“How do you turn creativity into a business?” wonders “Hannah Takes the Stairs” producer Anish Savjani, chatting with indieWIRE at the Cornelia Street Cafe in downtown Manhattan as the film screens around the corner at the IFC Center on opening night. Emerging films and filmmaking are in the spotlight during IFC Center’s “New Talkies: Generation DIY” series, casting a spotlight on emerging filmmakers like “Hannah” director Joe Swanberg and “Quiet City” director Aaron Katz, but behind the scenes a new generation of film producers are also starting to make a mark, including Austin-based Savjani.
“I’m not afraid to do these micro-budget films,” explains Savjani, an Austin-based producer in his mid-twenties who raised under $100,000 to make “Hannah.” It was shot last summer while Savjani was in Europe on another production, Spencer Parsons‘ “ I’ll Come Running.” The producer, who got his start in the business as a DGA trainee, highlights his experiences working with friends Lars Knudsen and Jay Van Hoy on Steve Collins‘ “Gretchen” and Kelly Reichardt‘s “Old Joy,” saying he’d love to work with them again on the right project. But, it was his experience working for Scott Rudin that he says was most significant, calling Rudin an inspiration on his Savjani’s work as a producer noting in a follow-up email, “I really just admire his taste, he certainly has an eye for it.”

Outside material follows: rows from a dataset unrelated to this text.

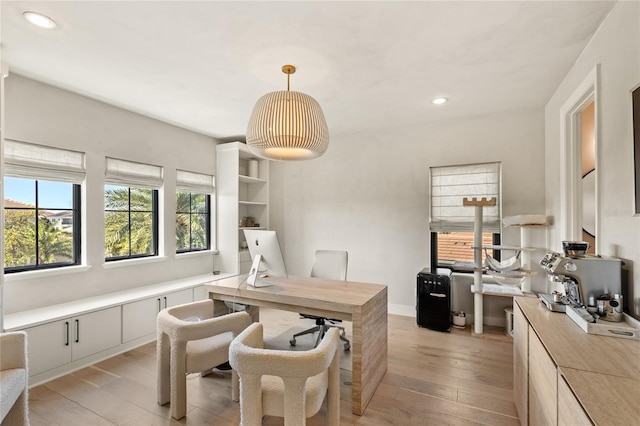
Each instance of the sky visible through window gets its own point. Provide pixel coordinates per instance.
(51, 194)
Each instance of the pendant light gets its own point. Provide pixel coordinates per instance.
(287, 125)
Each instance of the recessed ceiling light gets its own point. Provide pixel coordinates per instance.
(39, 20)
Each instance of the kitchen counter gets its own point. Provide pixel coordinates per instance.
(602, 372)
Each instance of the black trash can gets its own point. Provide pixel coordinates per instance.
(433, 300)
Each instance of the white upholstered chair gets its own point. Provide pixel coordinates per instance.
(191, 340)
(289, 384)
(14, 379)
(331, 265)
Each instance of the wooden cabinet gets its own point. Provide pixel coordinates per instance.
(521, 364)
(543, 384)
(570, 412)
(139, 318)
(239, 196)
(60, 342)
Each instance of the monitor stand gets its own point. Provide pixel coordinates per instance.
(255, 278)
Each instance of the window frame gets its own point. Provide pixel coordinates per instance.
(77, 230)
(208, 222)
(434, 264)
(154, 222)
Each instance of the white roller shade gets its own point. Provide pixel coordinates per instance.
(130, 173)
(194, 182)
(450, 184)
(31, 161)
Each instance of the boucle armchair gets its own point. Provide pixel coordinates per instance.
(289, 384)
(14, 379)
(191, 340)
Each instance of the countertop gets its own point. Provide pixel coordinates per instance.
(603, 372)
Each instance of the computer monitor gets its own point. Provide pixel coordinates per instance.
(267, 256)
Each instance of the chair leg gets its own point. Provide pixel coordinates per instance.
(178, 380)
(163, 368)
(302, 333)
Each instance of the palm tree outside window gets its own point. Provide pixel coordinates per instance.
(192, 221)
(41, 224)
(131, 222)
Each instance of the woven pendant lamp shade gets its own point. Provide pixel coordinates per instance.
(287, 125)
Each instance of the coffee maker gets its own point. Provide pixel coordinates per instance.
(583, 278)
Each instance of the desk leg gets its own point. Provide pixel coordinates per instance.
(369, 350)
(221, 308)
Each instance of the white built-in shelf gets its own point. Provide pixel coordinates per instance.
(248, 179)
(251, 203)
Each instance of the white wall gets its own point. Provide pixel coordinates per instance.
(42, 114)
(616, 49)
(369, 194)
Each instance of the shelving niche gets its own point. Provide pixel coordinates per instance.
(239, 196)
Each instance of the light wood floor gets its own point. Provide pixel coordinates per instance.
(433, 378)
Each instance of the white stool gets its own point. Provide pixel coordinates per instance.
(509, 317)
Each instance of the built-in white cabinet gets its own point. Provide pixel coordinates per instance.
(139, 318)
(242, 191)
(60, 342)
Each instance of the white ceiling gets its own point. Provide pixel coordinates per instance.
(203, 64)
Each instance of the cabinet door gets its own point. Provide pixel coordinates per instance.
(520, 364)
(49, 346)
(139, 318)
(95, 332)
(570, 412)
(178, 298)
(543, 384)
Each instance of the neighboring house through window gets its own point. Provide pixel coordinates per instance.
(193, 211)
(451, 224)
(131, 209)
(41, 207)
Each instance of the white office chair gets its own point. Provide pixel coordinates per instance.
(332, 265)
(289, 384)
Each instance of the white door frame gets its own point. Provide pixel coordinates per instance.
(571, 157)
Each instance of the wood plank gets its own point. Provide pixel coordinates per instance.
(602, 396)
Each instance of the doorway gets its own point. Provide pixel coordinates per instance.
(578, 167)
(588, 172)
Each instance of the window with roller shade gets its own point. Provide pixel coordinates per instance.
(451, 223)
(193, 211)
(42, 206)
(131, 209)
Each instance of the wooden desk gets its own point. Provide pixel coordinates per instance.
(365, 305)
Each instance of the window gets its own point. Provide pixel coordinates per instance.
(452, 224)
(192, 221)
(131, 209)
(42, 213)
(131, 222)
(41, 224)
(193, 211)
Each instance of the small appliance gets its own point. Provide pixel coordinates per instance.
(582, 278)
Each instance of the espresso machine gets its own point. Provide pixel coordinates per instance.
(584, 279)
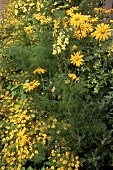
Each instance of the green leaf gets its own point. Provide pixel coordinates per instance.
(43, 168)
(23, 168)
(13, 93)
(29, 168)
(89, 58)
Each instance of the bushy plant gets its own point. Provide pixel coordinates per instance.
(56, 78)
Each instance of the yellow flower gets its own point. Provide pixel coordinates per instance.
(102, 32)
(76, 59)
(30, 86)
(53, 89)
(73, 76)
(64, 162)
(39, 71)
(74, 47)
(22, 138)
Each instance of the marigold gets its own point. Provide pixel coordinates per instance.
(102, 32)
(76, 59)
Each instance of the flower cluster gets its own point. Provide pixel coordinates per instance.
(62, 158)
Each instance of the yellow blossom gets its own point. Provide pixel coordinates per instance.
(102, 32)
(73, 76)
(39, 71)
(30, 86)
(76, 59)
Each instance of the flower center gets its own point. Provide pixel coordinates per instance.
(102, 31)
(76, 18)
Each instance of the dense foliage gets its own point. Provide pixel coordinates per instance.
(56, 86)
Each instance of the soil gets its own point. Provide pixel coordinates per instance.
(2, 4)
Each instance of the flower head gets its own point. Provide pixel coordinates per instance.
(22, 138)
(30, 86)
(76, 59)
(73, 76)
(39, 71)
(102, 32)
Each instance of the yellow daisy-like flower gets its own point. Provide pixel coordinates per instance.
(102, 32)
(22, 138)
(39, 71)
(76, 59)
(30, 86)
(73, 76)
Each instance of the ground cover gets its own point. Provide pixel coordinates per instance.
(56, 86)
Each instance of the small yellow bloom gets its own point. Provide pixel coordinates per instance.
(53, 89)
(73, 76)
(30, 86)
(39, 71)
(102, 32)
(76, 59)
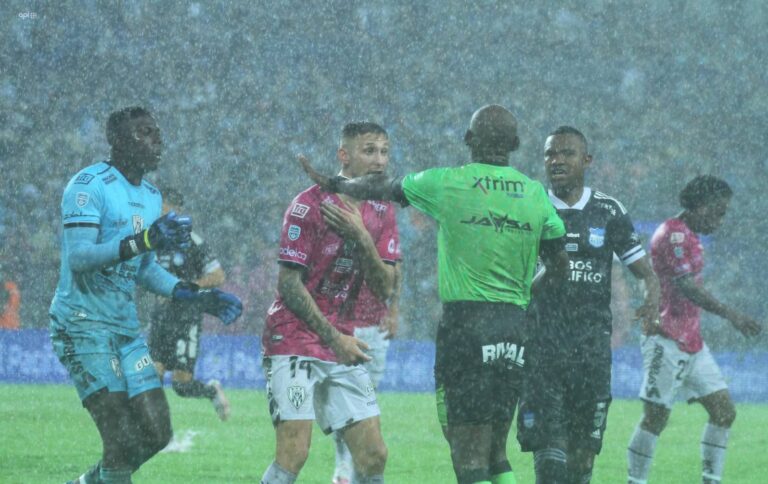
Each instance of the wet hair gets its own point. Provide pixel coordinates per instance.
(359, 128)
(173, 197)
(702, 189)
(572, 131)
(118, 120)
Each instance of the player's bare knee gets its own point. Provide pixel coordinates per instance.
(654, 422)
(723, 416)
(293, 461)
(373, 460)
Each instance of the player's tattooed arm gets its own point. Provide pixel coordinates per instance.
(348, 223)
(706, 301)
(375, 186)
(648, 313)
(349, 350)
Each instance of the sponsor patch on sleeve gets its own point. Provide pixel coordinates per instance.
(299, 210)
(83, 179)
(81, 199)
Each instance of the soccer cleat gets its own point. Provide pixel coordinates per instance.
(220, 402)
(341, 474)
(91, 476)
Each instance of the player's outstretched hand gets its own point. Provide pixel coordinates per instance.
(170, 231)
(224, 305)
(320, 179)
(746, 325)
(349, 350)
(390, 323)
(346, 221)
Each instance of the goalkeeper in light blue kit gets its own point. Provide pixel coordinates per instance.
(111, 226)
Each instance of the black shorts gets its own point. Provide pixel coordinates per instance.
(174, 336)
(479, 359)
(565, 398)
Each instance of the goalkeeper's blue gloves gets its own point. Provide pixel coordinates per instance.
(225, 306)
(170, 231)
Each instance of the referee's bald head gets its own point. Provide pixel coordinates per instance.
(493, 130)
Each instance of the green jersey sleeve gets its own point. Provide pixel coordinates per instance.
(553, 227)
(424, 190)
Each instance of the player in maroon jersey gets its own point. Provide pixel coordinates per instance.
(330, 245)
(676, 361)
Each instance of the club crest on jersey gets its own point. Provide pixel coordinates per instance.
(115, 364)
(299, 210)
(137, 221)
(596, 237)
(296, 396)
(81, 199)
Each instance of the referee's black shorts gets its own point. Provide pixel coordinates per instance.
(479, 359)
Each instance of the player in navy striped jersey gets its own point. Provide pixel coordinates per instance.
(174, 336)
(563, 412)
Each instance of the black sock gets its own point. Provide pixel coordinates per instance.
(500, 467)
(194, 389)
(468, 476)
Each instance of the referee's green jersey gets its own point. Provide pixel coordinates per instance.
(491, 220)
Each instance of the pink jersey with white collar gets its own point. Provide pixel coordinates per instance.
(332, 271)
(676, 251)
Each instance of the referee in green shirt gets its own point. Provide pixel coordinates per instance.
(493, 224)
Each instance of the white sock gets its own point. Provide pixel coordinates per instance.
(277, 475)
(713, 444)
(640, 455)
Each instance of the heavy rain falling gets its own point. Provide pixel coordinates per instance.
(652, 94)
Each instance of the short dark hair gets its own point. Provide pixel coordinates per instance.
(359, 128)
(702, 189)
(173, 196)
(573, 131)
(118, 120)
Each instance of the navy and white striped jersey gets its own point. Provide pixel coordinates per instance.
(598, 228)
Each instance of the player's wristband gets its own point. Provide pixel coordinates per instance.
(134, 245)
(333, 183)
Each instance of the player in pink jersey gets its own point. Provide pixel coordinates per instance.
(676, 361)
(330, 246)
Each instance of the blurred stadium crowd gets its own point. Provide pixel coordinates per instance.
(664, 90)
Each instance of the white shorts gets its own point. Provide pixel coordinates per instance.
(378, 345)
(669, 372)
(303, 388)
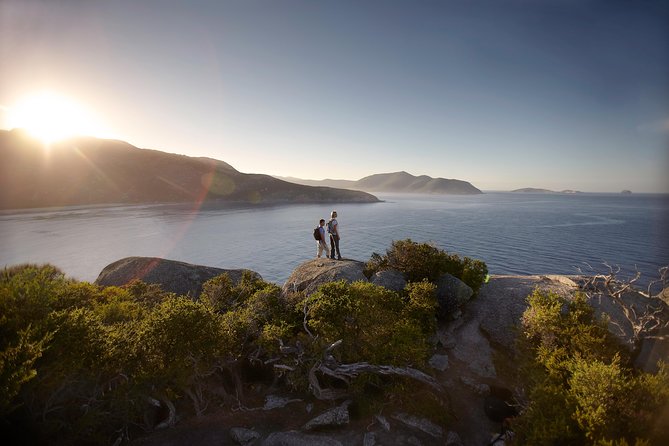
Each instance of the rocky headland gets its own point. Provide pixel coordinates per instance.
(474, 361)
(399, 182)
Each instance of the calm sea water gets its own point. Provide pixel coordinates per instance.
(512, 233)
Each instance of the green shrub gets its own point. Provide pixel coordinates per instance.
(581, 388)
(422, 261)
(375, 324)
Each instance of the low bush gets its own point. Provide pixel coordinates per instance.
(375, 324)
(423, 261)
(581, 388)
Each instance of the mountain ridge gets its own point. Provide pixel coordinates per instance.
(87, 170)
(398, 182)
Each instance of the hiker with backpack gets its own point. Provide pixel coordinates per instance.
(319, 235)
(333, 230)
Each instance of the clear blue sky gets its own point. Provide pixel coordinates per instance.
(505, 94)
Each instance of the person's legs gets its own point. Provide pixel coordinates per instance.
(336, 244)
(333, 243)
(322, 248)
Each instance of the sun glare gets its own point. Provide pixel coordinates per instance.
(50, 117)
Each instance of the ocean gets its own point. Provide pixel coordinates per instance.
(514, 233)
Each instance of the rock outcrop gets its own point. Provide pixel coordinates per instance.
(313, 273)
(390, 279)
(175, 277)
(452, 293)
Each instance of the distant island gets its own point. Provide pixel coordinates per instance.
(397, 182)
(86, 170)
(533, 190)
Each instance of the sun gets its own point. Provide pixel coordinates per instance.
(51, 117)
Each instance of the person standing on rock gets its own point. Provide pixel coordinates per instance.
(333, 230)
(322, 244)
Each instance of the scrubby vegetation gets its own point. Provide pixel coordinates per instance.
(581, 386)
(422, 261)
(83, 364)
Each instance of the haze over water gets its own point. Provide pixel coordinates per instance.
(512, 233)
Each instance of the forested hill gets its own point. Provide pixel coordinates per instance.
(401, 182)
(87, 170)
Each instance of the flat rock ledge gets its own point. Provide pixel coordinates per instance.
(175, 277)
(311, 274)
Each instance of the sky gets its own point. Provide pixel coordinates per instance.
(556, 94)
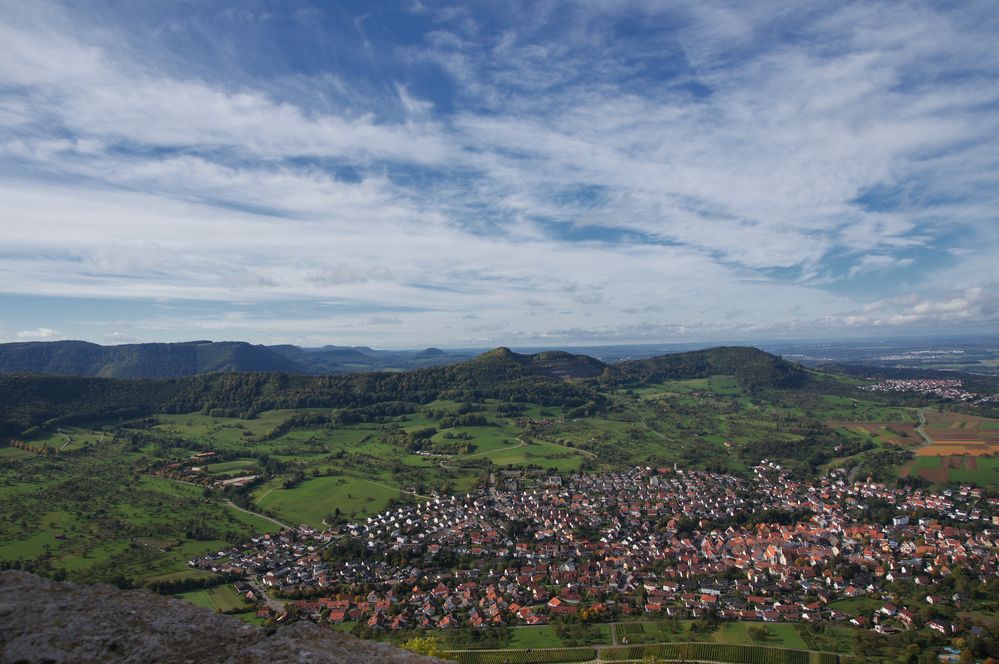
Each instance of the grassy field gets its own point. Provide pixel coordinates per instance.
(783, 635)
(857, 606)
(220, 598)
(315, 498)
(543, 636)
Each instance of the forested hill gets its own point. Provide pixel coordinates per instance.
(30, 400)
(750, 366)
(79, 358)
(549, 378)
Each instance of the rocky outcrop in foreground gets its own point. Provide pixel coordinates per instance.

Now, through his own company Film Science, he hopes to foster a “family of filmmakers” that he can work with over the longterm. To that end, Savjani is currently producing Kelly Reichardt’s next film, “Train Choir” with Neil Kopp (it wrapped production last week) and also Joe Swanberg’s next movie, “Nights and Weekends.” He is hoping that the recent attention for “Hannah” will enable them set up more projects together. “This is not just about ‘Hannah’, it’s about Joe, it’s about the next project.”
Savjani, who is also gearing up for Geoff Marslett‘s rotoscope animation film “Mars” and Scott Rice‘s comedy “Gopal Gets It,” written by Kerem Sanga, is not just developing and producing movies, but eventually hoping to position Film Science to handle digital distribution. “Models are shifting,” Savjani enthusiastically told indieWIRE, pondering new ways of marketing and distributing work through outlets like B-Side and Apple’s iTunes.
“It would be foolish to say I am [only] in the feature film business,” Savjani related, noting that today there are opportunities to make movies that will be available via numerous platforms. “We are in the content business,” Savjani said, before heading back to the IFC Center to greet friends who were waiting to see the movie. And later, clarifying the point, he emphasized, “There will be a need for more content as more devices have the ability to support it.”